In other established democracies, the media covers a population that can take the basics for granted. Food, water supply, and basic education if not healthcare; so you can focus beyond those, raising the bar in terms of subjects and issues. Here you begin with something as fundamental as access to life — given foeticide and starvation deaths, even that is a problem. As is basic human rights. Where do we find the reporters for all these things? Increasingly in the immediate neighbourhood.

Changing news

But they don’t always report them. A photographer in Jaipur once explained why atrocities in the hinterland made far bigger news for English newspapers in the metropolitan cities than they did for the local and regional press. For the stringer who is reporting from a district, he said, starvation deaths or a Dalit child being tied up by a teacher as punishment was simply not news. It happened every day. But now that news channels are a growth industry that is changing. The rural string is learning that he can sell these stories as breaking news provided they are bizarre enough.

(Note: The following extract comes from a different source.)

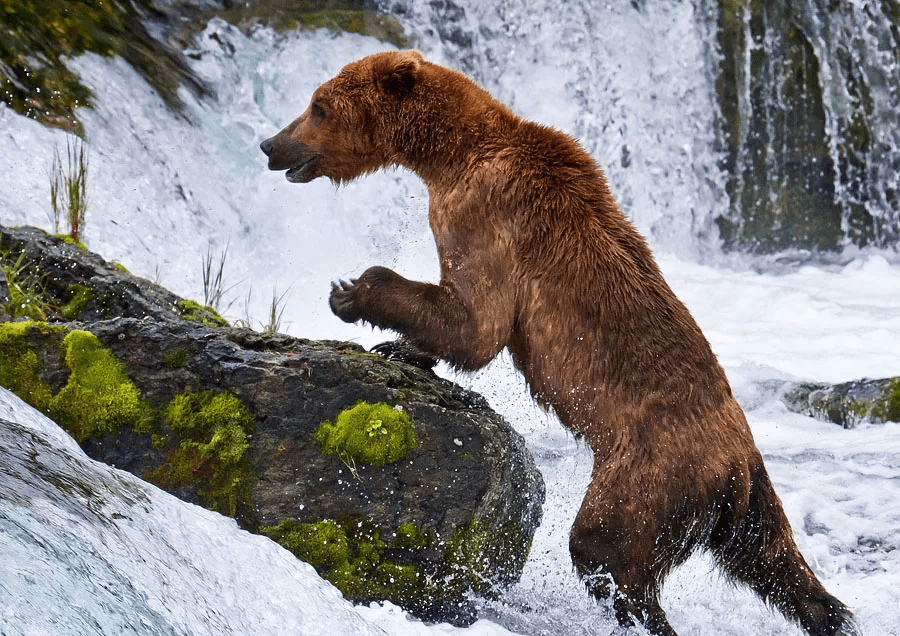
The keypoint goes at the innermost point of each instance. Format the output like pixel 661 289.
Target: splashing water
pixel 164 190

So there is one part of the newspaper or channel that tracks this, and another part that caters to the Indian who is a technology or car buff, and wants reviews of the latest in these segments. In between, especially at anniversary time, the media takes it upon itself to worry about the quality of democracy and despatches pollsters to ask questions to a hundred people each in 22 cities or some such. You have to admire the optimism which even aspires to gauge the mood of some 1.2 billion people living in disparate circumstances. And the infectious energy.

Finances

How do you finance a newsroom that can handle this range of expectations? By doing tie-ups for the high end, which kills two birds with one stone. The brand reporting gets you the advertising; the Bollywood reporting at movie release time gets you free footage, viewership and advertising. As for the low end of the aspiration spectrum, increasingly news organisations handling the conscience-keeper duties with occasional forays into the hinterland at anniversary time and disaster time. They save their budgets for special occasions, and restrict their reporters to daily city coverage. Increasingly, they use data to report on inequality.

So why are there no agriculture or labour correspondents even for newspapers in Hindi, Telugu, Bengali or Malayalam, which have new district editions being launched all the time? Because farmers and the working class are yet to join the upwardly mobile readership whom the advertiser targets. But thanks to the double act that the media in India feels constrained to perform in a country of extremes, at least they remain an occasional constituency.